Fisher’s Irises

Sep 13, 2021

Measurements of the sepals and petals for three varieties of iris were analyzed to determine whether any of these characteristics could be used to distibuish varieties. The most useful variables were The Sepal Length, Sepal Width and the Petal Width.


The Iris flower data set or Fisher’s Iris data set is a multivariate data set introduced by Ronald Fisher in his 1936 paper The use of multiple measurements in taxonomic problems as an example of linear discriminant analysis’’. It is sometimes called Anderson’s Iris data set because Edgar Anderson collected the data to quantify the variation of Iris flowers.

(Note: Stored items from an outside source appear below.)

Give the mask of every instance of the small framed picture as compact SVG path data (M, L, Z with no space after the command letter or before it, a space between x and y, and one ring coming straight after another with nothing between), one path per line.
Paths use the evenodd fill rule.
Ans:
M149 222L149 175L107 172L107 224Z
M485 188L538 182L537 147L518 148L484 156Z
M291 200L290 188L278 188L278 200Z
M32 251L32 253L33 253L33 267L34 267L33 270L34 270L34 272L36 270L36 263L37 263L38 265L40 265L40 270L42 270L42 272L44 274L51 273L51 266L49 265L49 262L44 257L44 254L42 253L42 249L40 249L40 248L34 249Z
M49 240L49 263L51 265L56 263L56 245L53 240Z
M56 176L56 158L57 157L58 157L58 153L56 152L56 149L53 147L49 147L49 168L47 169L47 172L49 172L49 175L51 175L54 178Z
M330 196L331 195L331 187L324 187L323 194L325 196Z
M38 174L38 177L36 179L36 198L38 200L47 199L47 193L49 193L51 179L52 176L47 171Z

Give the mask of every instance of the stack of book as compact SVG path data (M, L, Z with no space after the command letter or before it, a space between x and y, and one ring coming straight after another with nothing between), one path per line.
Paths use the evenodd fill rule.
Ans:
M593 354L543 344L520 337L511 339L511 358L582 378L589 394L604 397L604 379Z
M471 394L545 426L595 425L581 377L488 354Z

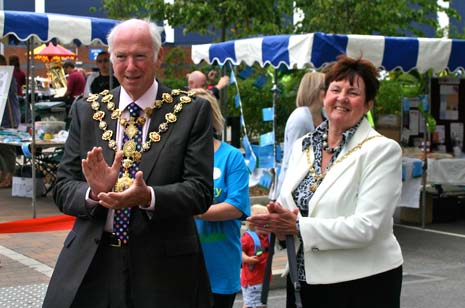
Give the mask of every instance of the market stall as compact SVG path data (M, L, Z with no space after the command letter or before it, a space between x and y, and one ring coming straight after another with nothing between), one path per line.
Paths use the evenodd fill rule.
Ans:
M315 32L263 36L192 46L192 60L196 64L201 61L220 65L257 63L262 67L272 66L275 69L280 66L290 69L304 67L320 69L335 61L340 54L347 54L350 57L362 56L380 69L387 71L400 69L408 72L416 69L420 73L431 70L436 74L446 69L463 71L465 68L465 57L463 57L465 40L444 38L340 35ZM274 89L277 88L276 82L275 79ZM428 95L428 99L430 98L431 95ZM460 94L459 99L462 106L460 108L463 108L460 114L463 114L465 95ZM458 133L463 136L464 125L461 129L462 131ZM426 148L424 154L426 154ZM423 159L423 164L427 166L427 155L424 155ZM422 177L424 192L426 173L423 173ZM465 185L465 183L462 184ZM425 198L423 198L421 218L423 226L425 222L424 200Z
M53 87L53 95L63 96L66 92L66 78L62 62L76 59L76 54L60 44L46 43L34 48L34 60L45 63L47 69L46 85Z
M34 47L37 43L54 43L75 45L107 44L107 34L118 21L61 14L47 14L21 11L0 11L0 34L5 43L25 42L28 46L28 75L34 80ZM50 45L49 45L50 46ZM52 45L53 46L53 45ZM51 47L50 47L51 48ZM35 83L27 89L28 93L35 93ZM30 96L32 119L34 119L35 96ZM35 185L35 150L36 130L32 121L31 148L32 160L32 209L33 218L36 217L36 185Z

The data set consists of 50 samples from each of three species of Iris (Iris setosa, Iris virginica and Iris versicolor). Four features were measured from each sample: the length and the width of the sepals and petals, in centimetres.


It was found that Setosa had the highest average Sepal width as well as the smallest average Sepal length and Petal width. Virginica was found to have the largest average Sepal Length. Versicolor fell in the middle of every average distrobution.

Graphical Summaries Versicolor has an average Sepal length is in between Setosa and Virginica. Virginica has the greatest variation with more upper quartile outlyers. Setosa has the samllest Sepal lengths.